The exhibited locomotives and trains are given the exact information about the their characteristics and data to be able to identify the historical background .development patterns of railway network. It is also quite impressive that we can directly observe the Imperial Coaches of the successive emperors and examine the artistic their interior and exterior. by our own eyes. Anyway, many of the exhibits are designated as national cultural treasury because of their high cultural values. A detailed railway chronology with historical documents, numbers of train models, lively dioramas are also attractive and will invite us into the history of railway world.
♣ “Dawn era of Railways” seen from the exhibition
The Japan’s railway history is believed to start in 1872 with the operation between Shinbashi (Tokyo) and Yokohama. This Japan’s first railway project was actually big political agenda for Meiji government. And the “Opening Ceremony” formed a kind of symbolic showcase of modernization of Japan.
So it was reported that tens of thousand of people gathered at site to want to see this big event and frightened by the rushing steam locomotive on the iron rail. In the report, people really acknowledged the fact that a new industrial era started at long last. Afterward, the date of the ceremony was long memorized for Japanese as a “Railway Day of Japan” on October 14th. The train of “150-type” of steam locomotive being used for the ceremonial run is now able to observe at the Railway Museum at the memorial exhibition corner.
After this first railway operation, Japan took vigorous measures for expansion of the railway networks across the country, such as Keihanshin (1976), Kyoto-Otsu (1884), and Hokkaido (Horouchi Railway) (1880).
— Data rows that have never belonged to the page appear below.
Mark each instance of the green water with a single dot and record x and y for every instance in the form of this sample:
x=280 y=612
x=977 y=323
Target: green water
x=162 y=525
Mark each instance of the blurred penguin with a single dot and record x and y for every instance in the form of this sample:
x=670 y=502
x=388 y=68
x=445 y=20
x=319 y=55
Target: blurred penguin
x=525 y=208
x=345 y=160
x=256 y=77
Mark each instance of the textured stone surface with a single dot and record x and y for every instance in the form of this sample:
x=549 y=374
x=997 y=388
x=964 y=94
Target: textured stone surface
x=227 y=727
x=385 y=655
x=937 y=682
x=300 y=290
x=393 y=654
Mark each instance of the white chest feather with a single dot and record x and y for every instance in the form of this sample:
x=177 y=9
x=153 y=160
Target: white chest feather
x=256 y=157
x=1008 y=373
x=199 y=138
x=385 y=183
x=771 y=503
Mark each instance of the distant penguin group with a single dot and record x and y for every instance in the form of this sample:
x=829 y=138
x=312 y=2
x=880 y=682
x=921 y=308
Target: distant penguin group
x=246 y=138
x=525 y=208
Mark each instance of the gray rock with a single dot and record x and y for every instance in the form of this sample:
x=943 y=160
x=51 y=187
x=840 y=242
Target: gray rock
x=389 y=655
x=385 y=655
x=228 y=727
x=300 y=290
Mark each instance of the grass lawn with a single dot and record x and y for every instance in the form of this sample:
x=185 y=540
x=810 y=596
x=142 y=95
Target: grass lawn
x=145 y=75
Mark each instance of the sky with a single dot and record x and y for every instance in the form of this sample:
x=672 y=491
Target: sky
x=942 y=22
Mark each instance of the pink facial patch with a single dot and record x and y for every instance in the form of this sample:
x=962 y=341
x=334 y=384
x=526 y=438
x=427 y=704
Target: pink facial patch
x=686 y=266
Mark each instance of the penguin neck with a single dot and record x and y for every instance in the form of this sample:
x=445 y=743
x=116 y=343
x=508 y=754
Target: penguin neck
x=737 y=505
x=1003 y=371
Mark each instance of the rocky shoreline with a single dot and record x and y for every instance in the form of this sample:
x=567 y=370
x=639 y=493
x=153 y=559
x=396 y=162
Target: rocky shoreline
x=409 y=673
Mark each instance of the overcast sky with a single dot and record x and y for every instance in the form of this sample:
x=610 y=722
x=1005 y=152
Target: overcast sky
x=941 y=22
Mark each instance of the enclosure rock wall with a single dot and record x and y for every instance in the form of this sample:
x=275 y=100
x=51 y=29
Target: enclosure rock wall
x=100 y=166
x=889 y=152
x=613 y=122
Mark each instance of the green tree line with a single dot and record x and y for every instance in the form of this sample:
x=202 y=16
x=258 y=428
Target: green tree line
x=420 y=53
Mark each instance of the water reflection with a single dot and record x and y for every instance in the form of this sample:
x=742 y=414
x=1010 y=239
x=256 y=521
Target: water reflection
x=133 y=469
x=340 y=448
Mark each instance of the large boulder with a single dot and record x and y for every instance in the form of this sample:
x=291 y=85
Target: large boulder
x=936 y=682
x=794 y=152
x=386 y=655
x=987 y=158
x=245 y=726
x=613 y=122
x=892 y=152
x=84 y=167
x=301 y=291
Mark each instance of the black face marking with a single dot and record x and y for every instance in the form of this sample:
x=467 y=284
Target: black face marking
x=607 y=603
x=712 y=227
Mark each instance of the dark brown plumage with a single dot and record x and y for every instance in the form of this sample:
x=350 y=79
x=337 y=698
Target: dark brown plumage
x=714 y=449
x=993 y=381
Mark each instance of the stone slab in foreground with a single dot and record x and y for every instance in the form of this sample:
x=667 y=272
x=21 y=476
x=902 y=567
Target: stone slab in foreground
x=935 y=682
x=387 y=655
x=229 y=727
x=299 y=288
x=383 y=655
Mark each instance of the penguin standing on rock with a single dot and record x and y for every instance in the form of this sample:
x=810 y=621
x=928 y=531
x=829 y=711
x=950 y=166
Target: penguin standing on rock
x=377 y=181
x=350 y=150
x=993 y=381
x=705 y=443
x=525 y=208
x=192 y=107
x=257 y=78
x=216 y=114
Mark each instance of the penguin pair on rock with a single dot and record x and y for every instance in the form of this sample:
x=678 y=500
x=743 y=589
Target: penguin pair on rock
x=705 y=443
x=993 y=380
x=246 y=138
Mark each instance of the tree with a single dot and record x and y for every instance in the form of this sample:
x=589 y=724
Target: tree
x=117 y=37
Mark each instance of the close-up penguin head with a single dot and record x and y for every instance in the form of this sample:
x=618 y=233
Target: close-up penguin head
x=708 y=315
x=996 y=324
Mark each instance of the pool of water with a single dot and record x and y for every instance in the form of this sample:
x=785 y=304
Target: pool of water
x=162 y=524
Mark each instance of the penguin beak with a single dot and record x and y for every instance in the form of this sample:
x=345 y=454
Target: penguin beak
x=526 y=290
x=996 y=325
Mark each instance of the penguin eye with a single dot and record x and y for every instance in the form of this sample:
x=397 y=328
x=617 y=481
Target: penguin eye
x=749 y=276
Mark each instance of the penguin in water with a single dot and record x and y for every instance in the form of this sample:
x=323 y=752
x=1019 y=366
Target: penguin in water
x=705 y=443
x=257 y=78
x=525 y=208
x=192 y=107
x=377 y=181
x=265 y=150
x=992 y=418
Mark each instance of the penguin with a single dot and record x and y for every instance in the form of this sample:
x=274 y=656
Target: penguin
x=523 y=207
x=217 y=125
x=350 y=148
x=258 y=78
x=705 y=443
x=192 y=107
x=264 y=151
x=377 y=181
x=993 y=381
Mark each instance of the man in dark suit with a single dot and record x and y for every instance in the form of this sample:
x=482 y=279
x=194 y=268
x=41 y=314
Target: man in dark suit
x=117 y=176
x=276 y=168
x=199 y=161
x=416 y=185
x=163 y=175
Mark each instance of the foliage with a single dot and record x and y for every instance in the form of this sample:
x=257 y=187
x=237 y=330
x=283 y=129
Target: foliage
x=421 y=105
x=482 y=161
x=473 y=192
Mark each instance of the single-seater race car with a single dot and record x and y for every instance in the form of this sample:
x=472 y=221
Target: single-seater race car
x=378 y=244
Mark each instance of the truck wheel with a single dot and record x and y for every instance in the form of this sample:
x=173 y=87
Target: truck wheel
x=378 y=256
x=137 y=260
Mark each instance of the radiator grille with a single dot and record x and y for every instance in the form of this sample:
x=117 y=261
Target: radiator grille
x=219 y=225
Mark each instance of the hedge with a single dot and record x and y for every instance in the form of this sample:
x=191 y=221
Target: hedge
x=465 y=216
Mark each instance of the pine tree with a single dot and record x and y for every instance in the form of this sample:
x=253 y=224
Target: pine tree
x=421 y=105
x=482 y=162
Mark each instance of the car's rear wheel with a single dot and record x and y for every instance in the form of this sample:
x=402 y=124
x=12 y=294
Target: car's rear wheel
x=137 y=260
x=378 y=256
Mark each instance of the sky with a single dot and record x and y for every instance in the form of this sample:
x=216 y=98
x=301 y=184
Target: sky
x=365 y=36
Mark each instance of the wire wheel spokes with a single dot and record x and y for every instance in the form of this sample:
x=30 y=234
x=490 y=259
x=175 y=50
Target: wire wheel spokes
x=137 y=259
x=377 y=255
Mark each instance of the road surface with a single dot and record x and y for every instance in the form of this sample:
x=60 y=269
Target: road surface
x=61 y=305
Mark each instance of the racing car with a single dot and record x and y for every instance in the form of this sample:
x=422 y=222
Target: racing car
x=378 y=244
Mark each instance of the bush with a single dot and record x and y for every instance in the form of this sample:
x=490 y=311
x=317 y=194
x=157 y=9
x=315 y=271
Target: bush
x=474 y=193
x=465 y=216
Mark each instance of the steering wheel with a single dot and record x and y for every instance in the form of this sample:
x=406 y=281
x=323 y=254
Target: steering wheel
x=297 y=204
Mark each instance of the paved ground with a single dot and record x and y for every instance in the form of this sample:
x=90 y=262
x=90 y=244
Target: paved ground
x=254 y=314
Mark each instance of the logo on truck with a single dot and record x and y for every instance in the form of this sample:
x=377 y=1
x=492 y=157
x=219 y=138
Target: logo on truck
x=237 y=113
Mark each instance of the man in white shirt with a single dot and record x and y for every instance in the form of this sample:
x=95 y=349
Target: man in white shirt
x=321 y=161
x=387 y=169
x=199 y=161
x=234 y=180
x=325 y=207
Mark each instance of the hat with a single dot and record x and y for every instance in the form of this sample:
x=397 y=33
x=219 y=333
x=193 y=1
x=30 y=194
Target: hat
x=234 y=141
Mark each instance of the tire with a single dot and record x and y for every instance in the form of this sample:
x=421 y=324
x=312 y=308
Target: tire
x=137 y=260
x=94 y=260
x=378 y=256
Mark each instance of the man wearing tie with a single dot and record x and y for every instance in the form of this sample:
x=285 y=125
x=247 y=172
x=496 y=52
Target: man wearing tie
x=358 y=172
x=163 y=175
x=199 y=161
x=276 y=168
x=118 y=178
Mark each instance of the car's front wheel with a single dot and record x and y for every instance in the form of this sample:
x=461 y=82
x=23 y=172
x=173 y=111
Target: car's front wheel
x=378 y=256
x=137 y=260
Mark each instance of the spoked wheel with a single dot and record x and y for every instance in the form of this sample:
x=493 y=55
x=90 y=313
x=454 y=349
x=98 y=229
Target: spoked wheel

They had finally targeted to link all railway networks throughout Japan including Tokaido (Pacific East Coast of Japan), Tohoku (Northern Japan), Hokkaido routes, and other lines. The museum displays all the historic trains operated these lines one by one, like one by one, such as the above-mentioned first “150-type”, the “Zenrin Go” locomotive” used for the railway in Keihanshin area (Osaka’s surrounding region), the “Benkei Go” locomotive applied to the development of Hokkaido region and other passenger coaches. They are also tried to show the many models of pioneering trains and locomotive styles in the exhibition as the evidences how the railway was actually operated.
♣ Preparation stage of Japan’s Railway seen from the Chronological Zone
The “Chronological Zone” displays abundant precious historical materials in associating with the development process of preparing Japanese railway from the Edo to the early Meiji period. The “railway system” was first introduced to Japan in 1854 when Admiral Perry of the United States visited the Japan’s coastal port/ At that time he presented a sample model of steam locomotive as a gift to the Edo Shogunate.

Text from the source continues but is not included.